The terminology used herein is for the purpose of describing particular embodiments only and is not intended to be limiting of the disclosure. It will be appreciated that several of the above-disclosed and other features and functions, or alternatives thereof, may be desirably combined into many other different systems or applications. Various presently unforeseen or unanticipated alternatives, modifications, variations, or improvements therein may be subsequently made by those skilled in the art which are also intended to be encompassed by the following claims.

Claims

1. A method for selectively varying the operating speed of an image-forming apparatus, the method comprising:

selecting an identifier associated with a job for execution on the image-forming apparatus;

upon a determination that the identifier specifies a desired operating speed of the image-forming apparatus: accepting authorization information to vary the operating speed of the image-forming apparatus; and configuring the image-forming apparatus with the operating speed specified by the identifier upon verification of the authorization information;

upon a determination that the identifier does not specify the desired operating speed: identifying an appropriate operating speed of the image-forming device for executing the job; and configuring the image-forming apparatus with the identified operating speed; and

executing the job with the set configuration of the image-forming apparatus.

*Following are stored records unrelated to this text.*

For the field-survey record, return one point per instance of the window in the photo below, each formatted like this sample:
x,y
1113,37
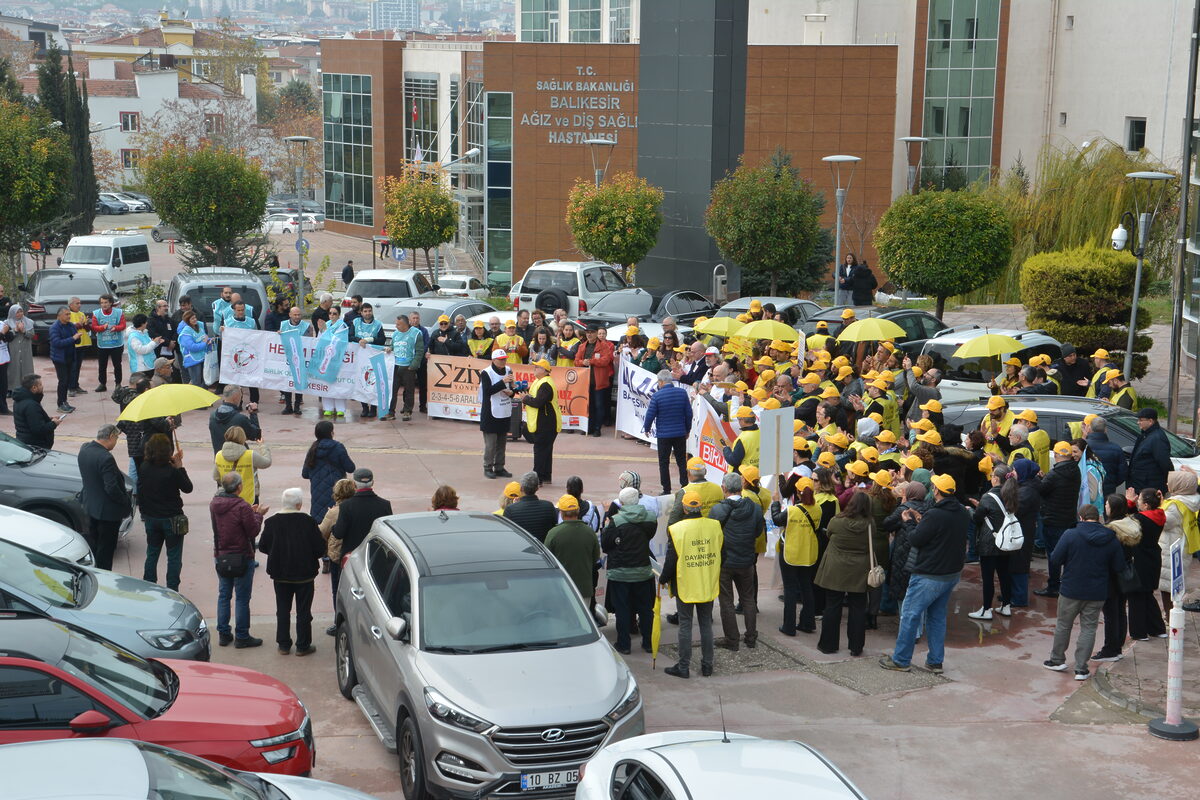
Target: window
x,y
1135,133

2. The method of claim 1, wherein the selecting step includes selecting the identifier from a list of identifiers.

3. The method of claim 1, wherein the identifier specifies:

a low operating speed; or

a high operating speed.

4. The method of claim 1, wherein the identifier specifies the operating speed of the image-forming apparatus.

5. The method of claim 1, wherein the identifying step includes automatically identifying the operating speed of the image-forming apparatus based on a set of parameters.

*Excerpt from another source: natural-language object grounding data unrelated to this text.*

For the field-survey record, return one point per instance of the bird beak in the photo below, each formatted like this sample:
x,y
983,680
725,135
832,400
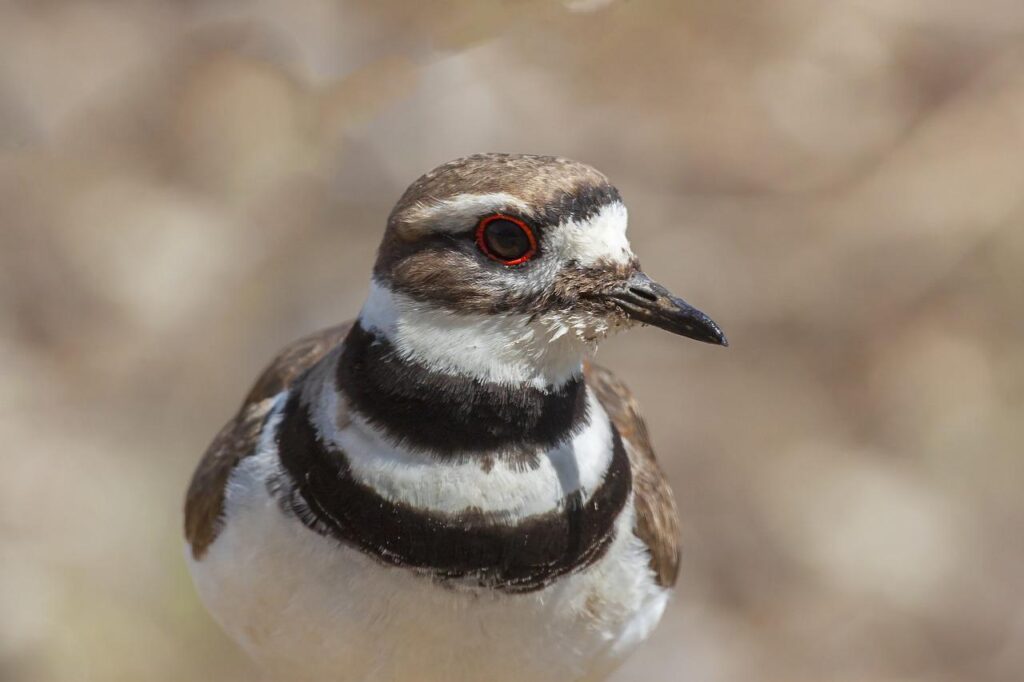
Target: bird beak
x,y
646,301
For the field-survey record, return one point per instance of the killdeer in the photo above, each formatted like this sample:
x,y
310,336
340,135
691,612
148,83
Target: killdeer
x,y
446,488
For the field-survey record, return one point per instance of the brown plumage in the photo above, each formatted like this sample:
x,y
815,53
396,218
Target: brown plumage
x,y
205,500
656,523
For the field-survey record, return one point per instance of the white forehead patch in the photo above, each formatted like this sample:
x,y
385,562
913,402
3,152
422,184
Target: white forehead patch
x,y
598,239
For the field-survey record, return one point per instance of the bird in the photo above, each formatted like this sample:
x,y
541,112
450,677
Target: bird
x,y
449,487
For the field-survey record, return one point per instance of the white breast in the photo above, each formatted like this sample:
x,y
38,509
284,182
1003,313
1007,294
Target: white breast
x,y
307,607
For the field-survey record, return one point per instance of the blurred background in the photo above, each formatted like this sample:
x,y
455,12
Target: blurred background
x,y
185,186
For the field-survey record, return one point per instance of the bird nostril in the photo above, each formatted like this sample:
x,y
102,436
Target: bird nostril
x,y
643,293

6. The method of claim 5, wherein the set of parameters include:

job priority;

image-forming apparatus job queue status; or

predetermined time.

7. The method of claim 1, wherein the executing step includes computing cost involved in completing the job with the set configuration.

8. A system for selectively varying the operating speed of an image-forming apparatus, the system comprising:

an interface module configured to receive a job and an associated identifier for execution on the image-forming apparatus;

a controller, operatively coupled to the interface module, configured to: modify the operating speed of the image-forming apparatus by: identifying a desired operating speed associated with the identifier, including verifying authorization information received along with the identifier; or determining an appropriate operating speed of the image-forming apparatus; and execute the job with the set operating speed.

9. The system of claim 8, wherein the interface module is further configured to provide a list of identifiers from which the identifier is selected.

10. The system of claim 8, wherein the controller automatically determines the appropriate operating speed based on a set of parameters.

11. The system of claim 10, wherein the set of parameters include:

job priority;

image-forming apparatus job queue status; or

predetermined time.

12. The system of claim 8, wherein the operating speed is the number of prints per minute.

13. The system of claim 8, wherein the desired operating speed includes:

a low operating speed; or

a high operating speed.

14. The system of claim 8, wherein the authorization information includes:

biometric information; or

passwords.

15. The system of claim 8 further comprising a pricing module configured to compute the cost of executing the job based on the operating speed.